A few years ago, I got into traditional wet shaving. I had never EVER been able to generate a decent lather from a shaving soap. Foamy. Airy. Dissolving on my face after less than a minute. So frustrating.
Resigned, I used only creams, which isn’t so bad since there are so many really good ones out there. For a while, I gave up the idea that I’d ever be able to have a collection of wooden and plastic bowls filled with with the pucks of my favorite scents I’d been longing to buy.
Now, I can’t say I have the best technique in the world, but I can generate a damn good lather from nearly any shaving cream. Why such a problem with shaving soaps then?
Maybe it’s the heat…
Usually, I use a scuttle with the outer bowl filled with as hot of tap water that our building allows (pretty darn hot). It had been suggested to me that the heat might be drying out the lather. Okay, I’ll try it without a heated scuttle…
Nope. Same crappy lather.
Maybe the brush is too wet…
Okay, let’s squeeze and shake most of the water out of my Semogue boar brush to see if that helps.
Nope. Same crappy lather.
Maybe the brush isn’t wet enough…
Okay, let’s leave more water in the brush this time.
Nope. Crappy lather. Actually, it was worse than usual.
Maybe our water is too hard…
Maybe I’m using too much/not enough pressure on the brush…
Maybe I need a new flux capacitor…
Really, I tried anything and everything that came to mind or was suggested to me. This past weekend, I wanted to try again. SUCCESS!
What the hell did I do differently?
* Loading Time *
Now, I had tried a longer loading time before, going from a measly thirty seconds to about a minute. All the videos I watched showed the brushes’ bristles clumping together a lot more than mine and really being loaded with soap.
I figured, “What the heck have I got to lose?” So, I used my phone as a timer and set it for two minutes. My brush was on the drier side, and the puck of sample soap had been wetted (in its own bowl) with about a teaspoon of hot water while I showered. The pressure I used was such to just barely spread the bristles on the tip of the brush. I didn’t want to create lather; I wanted the soap to stick to the brush.
After two full minutes, and a bit of forearm cramp, I looked at the brush.

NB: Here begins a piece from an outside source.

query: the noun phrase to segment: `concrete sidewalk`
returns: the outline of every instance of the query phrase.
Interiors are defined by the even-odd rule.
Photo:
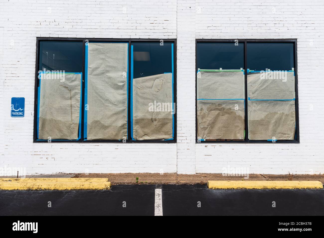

Hmmm, that seemed to be a LOT better. Let’s test it out!
Brush to Scuttle… Brush to Scuttle… we are ready to initiate docking procedure Delta-Lather-9. Repeat: Delta-Lather-9. Over.
One part of my technique I had changed more recently is to really work the lather before I even think of hydrating it. All too often, I had made the mistake of trying to hydrate a cream before its structure had been fully developed, resulting in flaccid lather. (Even with that newer technique, I wasn’t getting anywhere with soaps.)
Scuttle to Brush… Scuttle to Brush… lather appears stable. Again… the lather appears to be stable. Proceed. Over.
Finally, I had what I thought was a really good base lather to start hydrating. Half-teaspoon by half-teaspoon, I added hot water and worked it into the lather. When I felt like it was sufficiently hydrated, I began the shave.
Brush to Scuttle… Brush to Scuttle… procedure Gamma-Hydrate-2 complete. Commencing Operation: Face Scraper. Over.
Roger, Brush. Sending coordinates to human for proper razor angle. Zeroing out pressure. Good work. See you later for final rinse.
Well I’ll be a monkey’s uncle! Lather. GOOD lather. Creamy, stable and hydrated.
The shave? Brilliant! It was really close, much closer than I’ve gotten in a long while with my creams.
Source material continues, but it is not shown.